日立製作所は、事業の選択と集中を進める中、子会社の建設機械メーカー「日立建機」の株式のおよそ半数を大手商社の伊藤忠商事などに売却すると正式に発表しました。

発表によりますと、日立製作所は、株式の51%を保有する子会社の日立建機について、26%の株式を伊藤忠商事と、国内の投資ファンド「日本産業パートナーズ」が設立した会社に売却します。

譲渡価格は1824億円で、ことし6月の取り引きの完了を目指しています。

東証1部上場の日立建機は、油圧ショベルなど建設機械の製造・販売を手がけていて、今後、伊藤忠商事の支援を受けながら、アメリカをはじめ海外での事業の拡大を目指すとしています。

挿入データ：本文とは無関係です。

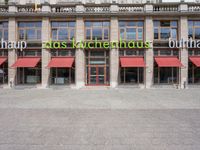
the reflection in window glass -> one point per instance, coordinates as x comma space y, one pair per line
131, 34
197, 33
97, 34
62, 30
165, 33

日立建機の平野耕太郎社長は、オンラインで開いた会見で「一歩踏み込んだ連携となり、これからさらに事業展開を進めるうえでポジティブにとらえている」と述べました。

一方、株式を取得する伊藤忠商事は、北米で建設機械の販売やオンラインを使ったレンタル事業を手がけていて、日立建機と連携し、こうした事業を強化するねらいがあります。

日立はリーマンショックのあと、22社あった上場企業の子会社について、すべての株式を売却したり、保有比率を引き下げたりしていて、今回の日立建機の株式売却で10年以上かけて進めてきた大規模なグループ再編は最終盤となります。

さまざまな事業を抱える複合企業の代表格だった日立は、脱炭素やDX=デジタル変革が急速に広がる中、ITやデジタル分野を経営の柱とした構造転換を今後も加速させていくことにしています。